A Kremlin critic and former Russian Prime Minister, Mikhail Kasyanov, has handed in a petition supporting his bid to contest presidential polls in March.
Mr Kasyanov says he has enough support to run for president
Mr Kasyanov says he has submitted two million names in support. The election commission will now check his papers.
Russian law requires candidates who lack the backing of a party with seats in parliament to deliver the petition.
Mr Putin's nominee to succeed him as president, Dmitry Medvedev, is widely expected to win the vote.
Mr Putin is constitutionally obliged to step down at the end of his second presidential term this year.

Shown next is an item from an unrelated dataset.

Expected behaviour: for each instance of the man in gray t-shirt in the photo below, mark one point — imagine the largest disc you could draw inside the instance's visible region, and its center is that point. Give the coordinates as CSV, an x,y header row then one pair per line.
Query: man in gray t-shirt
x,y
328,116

The president remains highly popular with Russians and is expected to retain influence at the Kremlin.
Late last year, Mr Putin announced he intended to become prime minister if Mr Medvedev was elected to the presidency.

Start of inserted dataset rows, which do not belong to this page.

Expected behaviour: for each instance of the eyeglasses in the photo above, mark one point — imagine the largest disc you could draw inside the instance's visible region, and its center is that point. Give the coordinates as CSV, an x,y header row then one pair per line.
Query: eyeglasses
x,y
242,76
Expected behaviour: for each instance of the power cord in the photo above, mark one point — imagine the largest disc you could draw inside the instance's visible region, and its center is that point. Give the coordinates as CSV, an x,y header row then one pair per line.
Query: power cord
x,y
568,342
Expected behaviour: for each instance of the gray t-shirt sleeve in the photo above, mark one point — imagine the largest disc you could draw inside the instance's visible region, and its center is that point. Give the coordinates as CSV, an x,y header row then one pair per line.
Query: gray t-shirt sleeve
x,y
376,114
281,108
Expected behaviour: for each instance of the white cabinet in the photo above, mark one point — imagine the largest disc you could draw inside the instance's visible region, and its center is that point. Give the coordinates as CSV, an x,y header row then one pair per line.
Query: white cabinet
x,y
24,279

Mr Kasyanov arrived at the election commission office in Moscow on Wednesday, accompanied by a fleet of minivans containing the paperwork for his presidential bid.
He told the BBC he did not believe the election would be free or fair.
But, he said, he was running for the presidency in order to defend the "democratic" institutions he had empowered during his time in government.
"Today I feel that all my... results are being destroyed by this current regime," he said.
Mr Kasyanov is thought to have little chance of winning the race.
He was sacked as prime minister in 2004 and subsequently investigated for corruption - a move he claimed was politically motivated.
According to Richard Galpin, the BBC's Moscow correspondent, Mr Kasyanov will be the only real opposition figure in the presidential race if his candidacy is approved.
Other contestants include Vladimir Zhirinovsky of the nationalist Liberal Democratic Party, and the Communist Party leader, Gennady Zyuganov.